Historic Poland-Germany border crossing reopens as striking new eco-bridge
Blown up in WWII, the Polish section of a historic bridge that will ultimately connect Poland with Germany reopened to the public at the weekend.
First constructed in 1892, what was then known as the Oderbrücke Bienenwerder became the longest bridge spanning the Oder.
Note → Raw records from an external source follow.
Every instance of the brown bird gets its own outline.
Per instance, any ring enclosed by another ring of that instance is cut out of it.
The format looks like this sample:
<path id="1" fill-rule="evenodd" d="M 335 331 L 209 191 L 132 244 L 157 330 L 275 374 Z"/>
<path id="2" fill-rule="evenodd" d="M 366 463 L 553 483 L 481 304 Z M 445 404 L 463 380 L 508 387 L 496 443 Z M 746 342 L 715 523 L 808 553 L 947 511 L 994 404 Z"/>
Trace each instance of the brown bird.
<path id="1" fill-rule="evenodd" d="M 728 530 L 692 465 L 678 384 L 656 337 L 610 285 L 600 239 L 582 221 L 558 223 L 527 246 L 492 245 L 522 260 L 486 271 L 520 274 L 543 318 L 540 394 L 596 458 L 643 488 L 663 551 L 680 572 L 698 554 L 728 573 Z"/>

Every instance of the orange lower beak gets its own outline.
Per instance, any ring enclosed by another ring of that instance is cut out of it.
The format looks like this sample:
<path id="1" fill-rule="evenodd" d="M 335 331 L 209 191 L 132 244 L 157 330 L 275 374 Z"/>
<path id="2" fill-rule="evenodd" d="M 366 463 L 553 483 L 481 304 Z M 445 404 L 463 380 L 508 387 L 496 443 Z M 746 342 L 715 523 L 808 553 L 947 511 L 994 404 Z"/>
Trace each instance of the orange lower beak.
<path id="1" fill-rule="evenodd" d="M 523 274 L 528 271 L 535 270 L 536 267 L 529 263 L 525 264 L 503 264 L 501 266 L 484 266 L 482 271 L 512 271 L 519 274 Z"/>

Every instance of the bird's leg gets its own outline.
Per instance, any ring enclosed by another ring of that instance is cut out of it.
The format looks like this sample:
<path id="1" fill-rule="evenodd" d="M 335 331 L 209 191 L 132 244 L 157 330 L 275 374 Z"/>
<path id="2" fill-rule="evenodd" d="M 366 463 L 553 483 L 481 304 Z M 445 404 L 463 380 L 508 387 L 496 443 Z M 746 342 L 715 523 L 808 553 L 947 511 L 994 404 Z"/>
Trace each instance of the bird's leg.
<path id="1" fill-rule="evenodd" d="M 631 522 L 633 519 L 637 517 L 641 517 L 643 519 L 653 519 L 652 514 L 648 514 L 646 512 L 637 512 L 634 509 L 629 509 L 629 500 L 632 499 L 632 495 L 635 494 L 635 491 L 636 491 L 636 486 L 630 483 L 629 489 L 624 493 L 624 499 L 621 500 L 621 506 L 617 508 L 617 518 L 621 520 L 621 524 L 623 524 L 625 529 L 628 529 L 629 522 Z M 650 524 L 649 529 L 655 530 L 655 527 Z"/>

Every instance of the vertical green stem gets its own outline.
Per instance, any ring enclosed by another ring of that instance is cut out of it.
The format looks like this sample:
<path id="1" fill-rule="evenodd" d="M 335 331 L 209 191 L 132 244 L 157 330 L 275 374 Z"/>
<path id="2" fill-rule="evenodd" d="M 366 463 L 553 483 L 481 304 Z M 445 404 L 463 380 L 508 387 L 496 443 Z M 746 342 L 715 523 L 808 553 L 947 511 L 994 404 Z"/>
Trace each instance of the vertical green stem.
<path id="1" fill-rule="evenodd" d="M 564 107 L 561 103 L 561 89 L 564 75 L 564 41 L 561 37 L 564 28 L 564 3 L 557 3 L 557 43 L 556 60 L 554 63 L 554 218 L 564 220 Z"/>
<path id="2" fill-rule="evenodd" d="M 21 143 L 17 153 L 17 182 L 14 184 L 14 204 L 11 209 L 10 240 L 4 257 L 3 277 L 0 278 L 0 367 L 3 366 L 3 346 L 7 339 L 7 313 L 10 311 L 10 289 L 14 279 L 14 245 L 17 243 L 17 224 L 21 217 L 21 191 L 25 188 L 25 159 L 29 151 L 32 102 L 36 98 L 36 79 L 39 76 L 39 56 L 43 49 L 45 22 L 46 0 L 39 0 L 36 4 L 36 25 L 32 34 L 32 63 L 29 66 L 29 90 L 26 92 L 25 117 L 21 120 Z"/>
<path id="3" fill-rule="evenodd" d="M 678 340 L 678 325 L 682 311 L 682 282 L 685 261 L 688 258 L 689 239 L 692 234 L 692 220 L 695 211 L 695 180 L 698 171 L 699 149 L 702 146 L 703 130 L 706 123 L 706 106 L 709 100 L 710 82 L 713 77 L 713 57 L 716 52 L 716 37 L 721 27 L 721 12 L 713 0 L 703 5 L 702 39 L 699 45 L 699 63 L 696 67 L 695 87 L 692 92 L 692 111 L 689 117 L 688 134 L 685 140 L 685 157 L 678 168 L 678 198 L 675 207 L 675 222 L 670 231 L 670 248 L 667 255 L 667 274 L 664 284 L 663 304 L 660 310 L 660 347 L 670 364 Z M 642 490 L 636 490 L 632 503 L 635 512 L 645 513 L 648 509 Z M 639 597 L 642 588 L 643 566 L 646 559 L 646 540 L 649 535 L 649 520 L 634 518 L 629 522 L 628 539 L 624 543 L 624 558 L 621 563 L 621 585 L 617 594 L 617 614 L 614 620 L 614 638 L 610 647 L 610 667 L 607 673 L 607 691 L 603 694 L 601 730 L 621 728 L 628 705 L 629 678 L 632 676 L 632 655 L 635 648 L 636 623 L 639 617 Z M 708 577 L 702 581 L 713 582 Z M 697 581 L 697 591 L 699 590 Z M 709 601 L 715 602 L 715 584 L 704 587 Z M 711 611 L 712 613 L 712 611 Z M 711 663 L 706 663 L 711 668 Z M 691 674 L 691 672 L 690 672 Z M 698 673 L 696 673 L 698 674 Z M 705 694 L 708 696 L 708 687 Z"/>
Built after a decree for a permanent crossing was issued by Kaiser Wilhelm I, it was later turned over to exclusively serve rail traffic.
The last train made its way over the bridge on January 30th, 1945, and though it had already been slated for demolition in order to stem the Red Army’s advance, it found itself prematurely destroyed after a low-flying German aircraft accidentally clipped explosive charges that had been rigged to one of its supporting pillars.
In the post-war years, its strategic value wasn’t lost on military planners; reconstructed in the 50s, it was closed off to the public and reserved solely for troop movements – in the event of WWIII, this would have been one of the bridges across which tank formations would have theoretically swept westwards.
Formally decommissioned in 1999, for years the crossing was allowed to slide into ruin. The bridge, though, was not entirely forgotten, and in 2018 a joint agreement was signed between regional authorities in Germany and Poland to revive it as an environmental and touristic attraction.
Part of a wider PLN 22 million project to modernize the area’s facilities and showcase its stunning natural beauty, improvements to the structure include a spectacular viewing platform placed on top of one of the trusses.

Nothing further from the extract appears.